Authors: Chao-Chun Hsu, Chenhao Tan
Paper reference: https://arxiv.org/pdf/2109.06896.pdf

Contribution

This paper proposes a decision-focused summarization which summarizes relevant information for a decision. The goal is to build a summary by selecting representative sentences that lead to similar model (leveraging a predictive model) decisions as using the full text while accounting for textual non-redundancy.

Details

Problem Formulation

Decision-focused summarization task is to identify the most relevant information $\tilde{X}$ from the input $X$ for a particular decision $y$ as a summary in support of human decision making. There also exists a training set analogous to supervised learning (for a predictive model $f$), $D_{train} = \{(X_i , y_i)\}$, which can provide insights on the relation between the text and the decision.

Dataset

A future rating prediction task using Yelp. For each restaurant in Yelp, define $X$ as the text of the first $k=10$ reviews and $y$ is the average rating of the first $t=50$ reviews where $t \gt k$ so that the task is to forecast future ratings. The problem is to select sentences from a restaurant’s first 10 reviews in support of predicting its future rating after 50 reviews.

DecSum

The goal of the approach is to:
(1) develop a model $f$ (Longformer in the paper) to make the decision $y = f(X)$;
(2) build summaries that can support $f$ in decision making and account for properties in text-only summarization.

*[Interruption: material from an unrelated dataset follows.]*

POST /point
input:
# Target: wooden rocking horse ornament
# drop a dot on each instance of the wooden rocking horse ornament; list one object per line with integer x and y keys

Decision-focues summaries should satisfy:
(1) Decision Faithfulness. The selected sentences should lead to similar decisions as the full text: $f(\tilde{X}) \simeq f(X)$: $$ \mathcal{L}_{\mathrm{F}}(\tilde{X}, X, f)=\log |f(\tilde{X})-f(X)| $$

(2) Decision representativeness. The decision distribution of the summary (selected sentenes) $\hat{Y}_{\tilde{X}}=\{f(x) \mid x \in \tilde{X}\}$ should be close to the decision distribution of all sentences in the full text $\hat{Y}_{X}=\{f(x) \mid x \in X\} .$ The second loss function is the logarithm of the Wasserstein distance: $$ \mathcal{L}_{\mathrm{R}}(\tilde{X}, X, f)=\log \left(W\left(\hat{Y}_{\tilde{X}}, \hat{Y}_{X}\right)\right) $$

(3) Textual non-redundancy. The selected sentences should capture diverse contents and provide an overview of the textual information in the input text: $$ \mathcal{L}_{\mathrm{D}}(\tilde{X})=\sum_{x \in \tilde{X}} \max_{x^{\prime} \in \tilde{X}-{x}} \operatorname{cossim}\left(s(x), s\left(x^{\prime}\right)\right) $$

where the cosine similarity is based on SentBERT sentence representation. The final objective function consists of the above three parts: $$ \mathcal{L}(\tilde{X}, X, f)=\alpha \mathcal{L}_{\mathrm{F}}(\tilde{X}, X, f)+\beta \mathcal{L}_{\mathrm{R}}(\tilde{X}, X, f)+\gamma \mathcal{L}_{\mathrm{D}}(\tilde{X}), $$ where $\alpha, \beta, \gamma$ control the tradeoff between the three desiderata.

Implementation

Greedily selects a sentence (with beam search) that minimizes the loss function.

Results

The paper considers servral baselines to extract partial inputs as explanation:

  • Text-only summarization baselines such as PreSumm (an extractive summarization method), BERT, randomly select sents;
  • Attribution methods such as IG, attention to rank and select sentences.

Experiments show that baselines are not faithful ($\log |f(\tilde{X})-f(X)|$ is big)


Footnote: The distance between $\hat{Y}_{\tilde{X}}$ and $\hat{Y}_{X}$ is measured by Wasserstein Distance: $$W(\hat{Y}_{\tilde{X}}, \hat{Y}_{X})=\inf_{\gamma \in \Gamma\left(\hat{Y}_{\tilde{X}}, \hat{Y}_{X}\right)} \int_{\mathbb{R} \times \mathbb{R}} | f-f^{\prime}|| d \gamma\left(f, f^{\prime}\right),$$ where $\Gamma (\hat{Y}_{\tilde{X}}, \hat{Y}_{X})$ denotes the collection of all measures on $\mathbb{R} \times \mathbb{R}$ with marginals $\hat{Y}_{\tilde{X}}$ and $\hat{Y}_{X}$ on the first and second factors respectively.